# tell me about lake erie and tribs catfishing?



## ohihunter2014

I used to just catch catfish in ponds and then someone took me to the black river down near Lorain close to the lake and I got some nice channel cats and one or 2 were fish Ohio or close to it. How big do channel cats get in lake Erie and its tributaries? I would like to target some larger channels from the bank or peir and maybe catch some big flatheads.

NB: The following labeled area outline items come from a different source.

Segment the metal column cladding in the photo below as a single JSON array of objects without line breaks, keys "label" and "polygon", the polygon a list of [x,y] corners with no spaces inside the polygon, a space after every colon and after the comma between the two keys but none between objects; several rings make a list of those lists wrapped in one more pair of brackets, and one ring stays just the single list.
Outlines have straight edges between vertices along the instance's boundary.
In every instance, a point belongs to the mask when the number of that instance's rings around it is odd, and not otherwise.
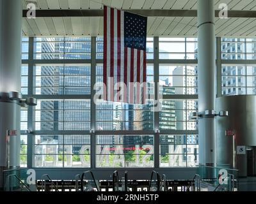
[{"label": "metal column cladding", "polygon": [[[198,1],[198,112],[215,110],[215,24],[213,0]],[[214,117],[199,120],[199,159],[216,164],[216,122]]]}]

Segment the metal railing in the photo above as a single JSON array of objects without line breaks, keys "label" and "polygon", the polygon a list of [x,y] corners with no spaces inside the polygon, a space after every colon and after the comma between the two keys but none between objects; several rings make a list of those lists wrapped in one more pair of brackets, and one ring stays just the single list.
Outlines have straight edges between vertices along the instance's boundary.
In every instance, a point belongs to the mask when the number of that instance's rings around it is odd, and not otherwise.
[{"label": "metal railing", "polygon": [[159,191],[161,178],[160,178],[160,176],[159,176],[159,174],[158,173],[158,172],[156,172],[154,170],[152,171],[152,172],[151,172],[151,176],[150,176],[150,180],[149,182],[148,191],[150,191],[150,189],[152,188],[152,179],[153,179],[153,176],[154,174],[156,175],[156,185],[157,185],[156,190],[157,190],[157,191]]},{"label": "metal railing", "polygon": [[188,186],[186,191],[189,191],[190,187],[195,180],[196,180],[196,191],[200,191],[200,177],[198,174],[195,175],[194,178],[193,178],[192,180],[190,182],[189,185]]},{"label": "metal railing", "polygon": [[13,178],[15,178],[15,179],[17,180],[17,181],[21,184],[20,186],[20,191],[22,191],[23,186],[25,187],[25,189],[27,190],[27,191],[31,191],[28,187],[28,186],[26,185],[25,183],[21,180],[20,178],[19,178],[15,174],[11,174],[8,176],[7,178],[7,191],[13,191]]},{"label": "metal railing", "polygon": [[118,172],[115,170],[113,173],[113,191],[119,191],[119,177]]},{"label": "metal railing", "polygon": [[[47,178],[47,179],[45,179]],[[47,174],[44,174],[42,175],[42,191],[44,189],[44,191],[46,191],[46,180],[49,180],[51,182],[51,191],[52,191],[52,187],[55,188],[55,190],[56,191],[59,191],[57,186],[54,184],[52,179],[50,178],[50,177]]]},{"label": "metal railing", "polygon": [[90,174],[92,176],[92,178],[93,183],[94,183],[94,184],[95,186],[95,188],[97,189],[97,191],[100,191],[99,187],[98,186],[97,183],[96,182],[96,180],[95,180],[95,178],[94,177],[93,173],[92,172],[92,171],[84,171],[82,173],[82,176],[81,176],[81,191],[85,191],[84,189],[84,178],[88,174]]},{"label": "metal railing", "polygon": [[163,174],[162,175],[162,180],[161,181],[160,187],[161,191],[168,191],[168,187],[166,185],[166,175],[165,174]]},{"label": "metal railing", "polygon": [[79,191],[79,181],[81,180],[81,176],[79,174],[76,175],[76,191]]},{"label": "metal railing", "polygon": [[128,191],[128,172],[124,172],[124,190]]}]

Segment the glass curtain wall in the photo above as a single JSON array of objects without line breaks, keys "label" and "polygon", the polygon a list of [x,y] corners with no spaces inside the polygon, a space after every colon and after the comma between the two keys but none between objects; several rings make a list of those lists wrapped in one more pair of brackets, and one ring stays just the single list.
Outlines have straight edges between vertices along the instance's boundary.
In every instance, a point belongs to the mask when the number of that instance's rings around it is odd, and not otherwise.
[{"label": "glass curtain wall", "polygon": [[[38,105],[21,110],[22,130],[33,127],[33,135],[29,139],[23,131],[20,165],[88,168],[197,165],[197,125],[188,119],[197,110],[197,39],[147,38],[147,91],[154,94],[156,83],[161,85],[159,114],[152,111],[151,103],[94,104],[92,82],[102,82],[102,58],[100,36],[22,38],[22,92],[37,98]],[[27,150],[28,140],[33,153]],[[33,161],[28,162],[31,157]]]}]

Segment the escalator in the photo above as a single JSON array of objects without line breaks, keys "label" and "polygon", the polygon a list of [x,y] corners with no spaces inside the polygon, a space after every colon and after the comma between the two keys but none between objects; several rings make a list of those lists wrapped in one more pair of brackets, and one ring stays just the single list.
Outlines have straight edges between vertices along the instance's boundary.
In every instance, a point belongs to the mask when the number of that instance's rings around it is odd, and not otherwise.
[{"label": "escalator", "polygon": [[148,191],[159,191],[160,180],[161,178],[158,172],[154,170],[152,171]]},{"label": "escalator", "polygon": [[81,191],[100,191],[99,182],[92,171],[84,171],[81,177]]}]

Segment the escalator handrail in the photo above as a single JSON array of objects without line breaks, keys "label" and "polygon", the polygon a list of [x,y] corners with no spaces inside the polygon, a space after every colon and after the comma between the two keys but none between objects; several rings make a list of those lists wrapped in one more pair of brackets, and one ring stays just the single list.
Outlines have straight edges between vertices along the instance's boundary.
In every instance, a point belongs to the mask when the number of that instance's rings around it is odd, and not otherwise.
[{"label": "escalator handrail", "polygon": [[[31,191],[29,189],[29,187],[28,187],[28,186],[27,186],[23,181],[21,180],[21,179],[20,178],[19,178],[15,174],[12,174],[12,175],[9,175],[8,176],[8,183],[10,182],[10,178],[11,178],[12,177],[14,177],[16,179],[17,179],[20,183],[21,184],[22,184],[24,186],[26,187],[26,188],[27,189],[27,190],[28,191]],[[10,189],[10,184],[8,185],[8,191],[9,191]]]},{"label": "escalator handrail", "polygon": [[124,172],[124,189],[125,191],[128,191],[128,172],[127,171],[125,171]]},{"label": "escalator handrail", "polygon": [[43,179],[43,178],[44,178],[45,177],[48,178],[48,179],[52,183],[52,185],[54,187],[55,189],[57,191],[59,191],[59,189],[58,189],[57,186],[54,184],[54,183],[53,182],[52,180],[50,178],[50,177],[49,176],[48,174],[44,174],[42,175],[42,191],[43,191],[43,180],[45,180],[44,184],[45,184],[45,187],[46,186],[46,180],[45,179]]},{"label": "escalator handrail", "polygon": [[115,189],[115,178],[117,178],[117,186],[118,186],[118,189],[119,187],[119,178],[118,178],[118,172],[117,170],[115,170],[113,173],[113,191],[116,191]]},{"label": "escalator handrail", "polygon": [[82,176],[81,177],[81,191],[84,191],[83,180],[84,180],[84,175],[86,174],[87,174],[87,173],[90,173],[92,175],[92,178],[93,179],[94,184],[95,185],[95,187],[96,187],[96,189],[97,189],[97,191],[100,191],[99,189],[99,187],[98,187],[98,185],[97,184],[95,178],[94,177],[93,173],[92,173],[92,171],[90,171],[90,170],[89,171],[84,171],[82,173]]},{"label": "escalator handrail", "polygon": [[156,174],[157,191],[159,191],[159,186],[160,186],[159,180],[160,180],[161,178],[159,179],[160,176],[159,176],[159,174],[158,173],[158,172],[156,172],[155,170],[153,170],[153,171],[152,171],[152,172],[151,172],[150,180],[150,182],[149,182],[149,186],[148,186],[148,191],[150,191],[150,190],[151,184],[152,184],[152,178],[153,178],[153,175],[154,175],[154,174]]},{"label": "escalator handrail", "polygon": [[198,174],[195,174],[194,177],[193,178],[192,180],[190,182],[189,185],[187,187],[187,191],[189,191],[189,188],[190,187],[192,186],[192,184],[193,182],[195,182],[195,179],[196,179],[196,178],[199,176]]},{"label": "escalator handrail", "polygon": [[163,183],[163,186],[164,187],[164,191],[167,191],[166,189],[166,175],[165,174],[163,174],[162,175],[162,180],[161,182]]},{"label": "escalator handrail", "polygon": [[79,191],[79,183],[78,183],[78,180],[81,180],[81,176],[80,174],[77,174],[75,177],[75,179],[76,179],[76,191]]}]

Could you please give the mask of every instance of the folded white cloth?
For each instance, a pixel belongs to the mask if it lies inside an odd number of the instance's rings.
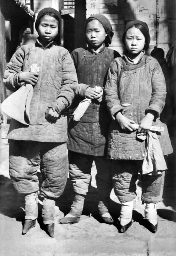
[[[79,122],[92,101],[89,99],[85,99],[80,103],[74,112],[73,120],[74,121]]]
[[[146,135],[140,134],[137,137],[144,140],[146,139],[145,156],[142,166],[142,174],[157,175],[167,169],[157,134],[149,131]]]
[[[102,89],[99,86],[95,87],[96,91],[100,93]],[[73,120],[74,121],[79,122],[91,104],[92,100],[89,99],[85,99],[81,101],[77,108],[73,113]]]
[[[30,71],[38,73],[39,68],[37,64],[33,64],[31,66]],[[12,118],[28,125],[30,123],[29,111],[33,95],[33,87],[31,85],[27,84],[23,85],[3,101],[2,109]]]

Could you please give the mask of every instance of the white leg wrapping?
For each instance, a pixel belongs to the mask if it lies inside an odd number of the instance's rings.
[[[157,223],[157,212],[156,203],[146,203],[145,218],[154,226]]]
[[[122,226],[124,226],[131,220],[133,206],[133,201],[121,203],[120,218],[120,224]]]

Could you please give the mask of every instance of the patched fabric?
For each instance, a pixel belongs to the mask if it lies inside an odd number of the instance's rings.
[[[105,89],[105,99],[111,115],[113,118],[116,113],[121,111],[125,116],[138,124],[148,112],[155,111],[156,115],[152,125],[164,127],[164,132],[158,135],[164,155],[172,152],[167,126],[159,118],[164,105],[166,94],[164,75],[154,58],[144,55],[136,64],[130,63],[125,56],[112,62]],[[123,106],[128,103],[130,104]],[[135,131],[124,131],[117,122],[112,121],[108,158],[142,160],[145,148],[145,141],[136,138]]]

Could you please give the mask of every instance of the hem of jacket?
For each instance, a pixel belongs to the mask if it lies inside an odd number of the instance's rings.
[[[13,140],[14,141],[38,141],[41,142],[51,142],[52,143],[66,143],[67,141],[67,139],[56,139],[55,138],[53,138],[50,137],[48,138],[47,139],[44,139],[41,136],[34,137],[31,138],[31,137],[16,137],[14,136],[12,136],[7,135],[7,138],[9,140]]]
[[[73,149],[71,147],[70,148],[67,145],[67,149],[70,151],[73,151],[75,153],[79,153],[79,154],[82,154],[84,155],[94,155],[95,156],[103,156],[105,155],[105,154],[103,153],[100,153],[99,154],[92,154],[92,152],[91,152],[91,153],[89,152],[88,152],[84,150],[77,150],[76,149]]]

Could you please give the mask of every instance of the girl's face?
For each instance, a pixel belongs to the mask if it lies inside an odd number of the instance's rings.
[[[94,20],[87,24],[86,36],[88,43],[93,48],[100,46],[107,35],[102,25],[98,20]]]
[[[46,14],[41,19],[38,32],[40,41],[44,46],[53,41],[58,32],[58,20]]]
[[[144,36],[134,26],[128,29],[125,35],[125,46],[129,53],[139,54],[143,49],[145,44]]]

anyone familiar with catfishing lorain, vermillion, Sandusky, rocky river? any big cats and how and when do you catch them?


----------



## twistedcatfish1971

A buddy with 2 nice channels caught under Sandusky bay bridge. He and his friend caught 75 plus that day with probably over half fish ohio. They were in a boat though...there is awesome shore fishing around the bridge though...Google map it and you will see great spots to park and fish.


----------



## ohihunter2014

twistedcatfish1971 said:


> A buddy with 2 nice channels caught under Sandusky bay bridge. He and his friend caught 75 plus that day with probably over half fish ohio. They were in a boat though...there is awesome shore fishing around the bridge though...Google map it and you will see great spots to park and fish.


oh wow. Ive never gotten anything like that. Thanks for the info.


----------



## Shaun69007

Sandusky bay between the bridge and the rr tracks is insane...


----------



## Salmonid

The Sandusky bay area is really hot from may to june when all those cats come from all over the lake to spawn in all the the rip rap there. If your there at that time you can expect to catch adult fish from 4-15 lbs. be sure to know about only keeping 1 a day over 28" i know its an area the ODNR patrols heavily since many folks are taking too many of them per a discussion i had with a guy from the enforcement division of ODoW


----------



## ohihunter2014

Salmonid said:


> The Sandusky bay area is really hot from may to june when all those cats come from all over the lake to spawn in all the the rip rap there. If your there at that time you can expect to catch adult fish from 4-15 lbs. be sure to know about only keeping 1 a day over 28" i know its an area the ODNR patrols heavily since many folks are taking too many of them per a discussion i had with a guy from the enforcement division of ODoW


THANKS. I don't keep anything i just catch and release. If someone else wants them i give them away.


----------



## Ripley

Sandusky bay the old bridge road. hit up bayview bait and tackle and they will help you out. that place is crazy at times with fish. even at its worst day it still beats most other places in numbers. size wise Ive always caught a big one or two.


----------



## LipRipper79

What about the Vermilion area?


----------